Health

How VA Cuts Damage Women Veterans

By Suzanne Gordon

Copyright prospect

How VA Cuts Damage Women Veterans

Kayla Williams is a 49-year-old Iraq combat veteran who’s received mental health therapy at a Veterans Affairs (VA) Vet Center. In 2023, when she discovered that her Vet Center therapist had resigned, she switched to a virtual therapy group for women veterans who have experienced military sexual trauma (MST).

Williams knows her way around veterans’ health care. During the Obama administration, she served as the director of the Department of Veterans Affairs’ Center for Women Veterans. She’d always found a supportive atmosphere at the VA, but the therapist running her MST group also left the system. So she decided to seek help from one of the many private-sector therapists who contract with the Veterans Community Care Program, a private sector network established after the enactment of the VA MISSION Act of 2018.

At her first appointment her new therapist asked a routine question: So, what brings you here? Williams gave her usual answer, “Well, I’m dealing with this and that and MST.”

“What’s MST?” the therapist asked.

One out of three women veterans has experienced some form of sexual harassment or assault during military service. Every VA mental health provider is required to take basic MST training and some specialize in this area.

“This immediately destroyed any trust I could have had in the provider,” Williams says. “You’re taking referrals from the VA to care for veterans, and you don’t even bother to have the minimum amount of clinical or cultural competency. You’re essentially asking your patient to train you.” She quickly decided that “I’ll just wait for a VA therapist who understands.”

Williams’s brief encounter with the private sector illustrates the risks women veterans face as the Trump administration continues to cut programs, staff, and funding. The media has focused on how the VA’s cuts to abortion and LGBTQ services will impact women veterans.

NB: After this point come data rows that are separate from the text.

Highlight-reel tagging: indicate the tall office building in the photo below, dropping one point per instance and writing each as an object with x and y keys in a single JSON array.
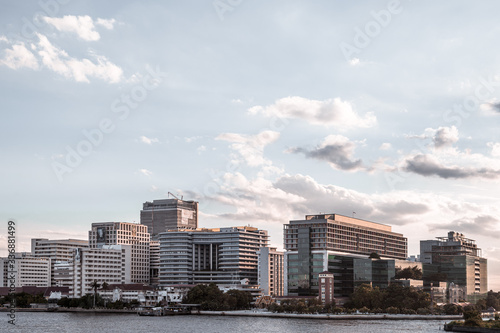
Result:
[
  {"x": 154, "y": 262},
  {"x": 169, "y": 214},
  {"x": 270, "y": 271},
  {"x": 343, "y": 246},
  {"x": 104, "y": 264},
  {"x": 125, "y": 233},
  {"x": 56, "y": 249},
  {"x": 28, "y": 271},
  {"x": 455, "y": 259},
  {"x": 220, "y": 255}
]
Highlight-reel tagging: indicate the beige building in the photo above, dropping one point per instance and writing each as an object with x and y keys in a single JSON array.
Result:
[
  {"x": 270, "y": 271},
  {"x": 124, "y": 233},
  {"x": 104, "y": 264},
  {"x": 28, "y": 271},
  {"x": 56, "y": 250}
]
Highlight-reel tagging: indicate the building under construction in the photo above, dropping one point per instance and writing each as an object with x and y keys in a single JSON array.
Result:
[{"x": 169, "y": 214}]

But the cuts to mental health and medical services are equally detrimental and chip away at the complex model of women’s health care offered by the VA, the largest occupational health care system in the country.

“A system dedicated to veterans has to understand what it means to be a woman veteran and what issues women veterans deal with,” Kyleanne Hunter, the CEO of the Iraq and Afghanistan Veterans of America (IAVA) told the Prospect.

“Anyone who takes care of women veterans,” adds Hunter, who uses Veterans Health Administration (VHA) services, “needs to understand the jobs women had in the military and the injuries and exposures they may have sustained and how that impacts their health.”

Women are the fastest-growing group of veterans because women are the fastest-growing cohort in the military. A 2022 Department of Defense report noted that women made up 17.5 percent of the active-duty military force in 2021. Today women comprise 10 percent of the veteran population and 30 percent of all new patients in the VHA, the health care system run by the Department of Veterans Affairs. By 2042, the VA estimates that women will comprise about 16 percent of veterans.

Over 600,000 women veterans receive care from the VHA, and not surprisingly, their needs are significantly different not only from those of male veterans but from non-veteran women patients. According to a 2018 Disabled American Veterans report on women veterans, 60 percent of women polled about their time in the military said that it had negatively affected their mental and physical health.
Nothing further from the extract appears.